Supongamos que vamos a comprar ropa. El 80-90% de las manufactureras del sector textil (como suele ocurrir en la electrónica o en la juguetería) son mujeres. Al adquirir marcas convencionales participamos, aunque no lo sepamos, de que en Camboya o Bangladesh, por poner dos ejemplos, se les paguen salarios míseros: unos 30-60 euros al mes, cuando lo considerado digno para vivir allí son unos 250-290, según Asian Floor Wage Alliance. En cambio, al optar por firmas de moda sostenible, apoyamos sueldos dignos y formas de producción con menos impacto medioambiental y social.
Algo trasladable al sector alimentario, donde la titularidad de la tierra es un gran problema porque de los mil millones que la trabajan (el 35% de la mano de obra global), el 75% son féminas y solo un 1% son propietarias. Además, de los 450 millones de personas que trabajan la tierra y que proveen de producto natural a tres mil millones de consumidores y consumidoras mundiales, el 60% son pobres y son hasta el 80% de las personas que sufren hambre crónica mundial, según Oxfam Intermón. En cambio, al consumir productos de comercio justo o de cooperativas y empresas agroecológicas vinculadas a la economía social y solidaria (ESS) apoyamos modelos productivos justos donde la igualdad es un pilar. Incluso en la ESS se está llevando a cabo una revisión de sus estructuras y entidades para profundizar en la equidad desde la práctica.
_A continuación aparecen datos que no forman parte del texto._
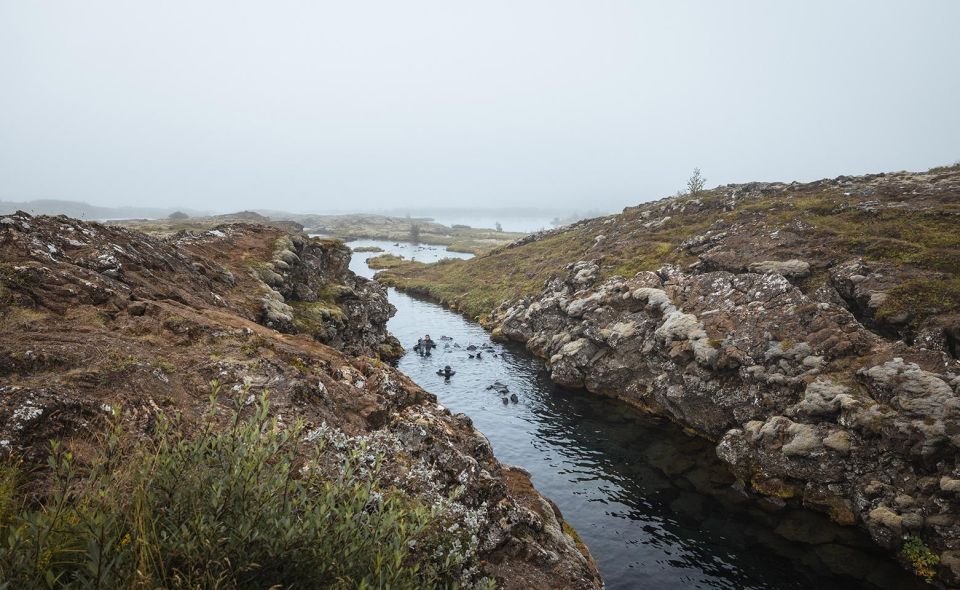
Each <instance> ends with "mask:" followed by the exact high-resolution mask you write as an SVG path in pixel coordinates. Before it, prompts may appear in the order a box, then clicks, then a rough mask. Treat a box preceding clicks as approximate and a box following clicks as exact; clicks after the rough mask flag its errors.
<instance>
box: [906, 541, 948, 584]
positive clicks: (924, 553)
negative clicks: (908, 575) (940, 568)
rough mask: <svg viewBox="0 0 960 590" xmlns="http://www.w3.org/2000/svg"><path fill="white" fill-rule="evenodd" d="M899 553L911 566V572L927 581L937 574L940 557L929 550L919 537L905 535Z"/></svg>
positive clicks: (931, 578) (932, 578)
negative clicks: (902, 543)
mask: <svg viewBox="0 0 960 590" xmlns="http://www.w3.org/2000/svg"><path fill="white" fill-rule="evenodd" d="M900 555H902V556H903V558H904V560H906V562H907V564H908V565H909V566H910V567H912V568H913V573H915V574H917V575H918V576H920V577H921V578H923V579H924V580H926V581H927V582H932V581H933V578H934V576H936V575H937V566H938V565H940V557H939V556H938V555H937V554H936V553H934V552H933V551H931V550H930V548H929V547H927V545H926V543H924V542H923V540H922V539H920V538H919V537H907V539H906V540H905V541H904V542H903V546H902V547H901V548H900Z"/></svg>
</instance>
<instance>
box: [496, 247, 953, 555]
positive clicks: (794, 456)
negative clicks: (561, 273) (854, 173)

Y los problemas de género no se circunscriben solo a nuestra especie. Existe una crueldad animal de género poco visibilizada en el modelo productivo convencional que practica la reproducción forzada, enjaula a las cerdas preñadas, sacrifica a los terneritos machos que deben parir las vacas lecheras para dar su leche, porque ellos no la darían; tritura en molinillos (o asfixia en bolsas) a los pollitos machos en su primer día de vida porque no pondrían huevos, o que usa jaulas de reclamo de atunes hembras donde van hacinadas recorriendo kilómetros mientras muchas mueren y desovan de mala manera, como hace la pesca intensiva en nuestro Mediterráneo. Optando por la pesca artesana (la más sostenible y respetuosa) o la ganadería ecológica, no estaremos incentivando esas prácticas aberrantes, puesto que el bienestar animal es una de sus premisas, hasta el punto de que las vacas de cría ecológica viven el doble que las de la ganadería intensiva. Sin duda, consumir responsablemente nos importa a todos y a todas.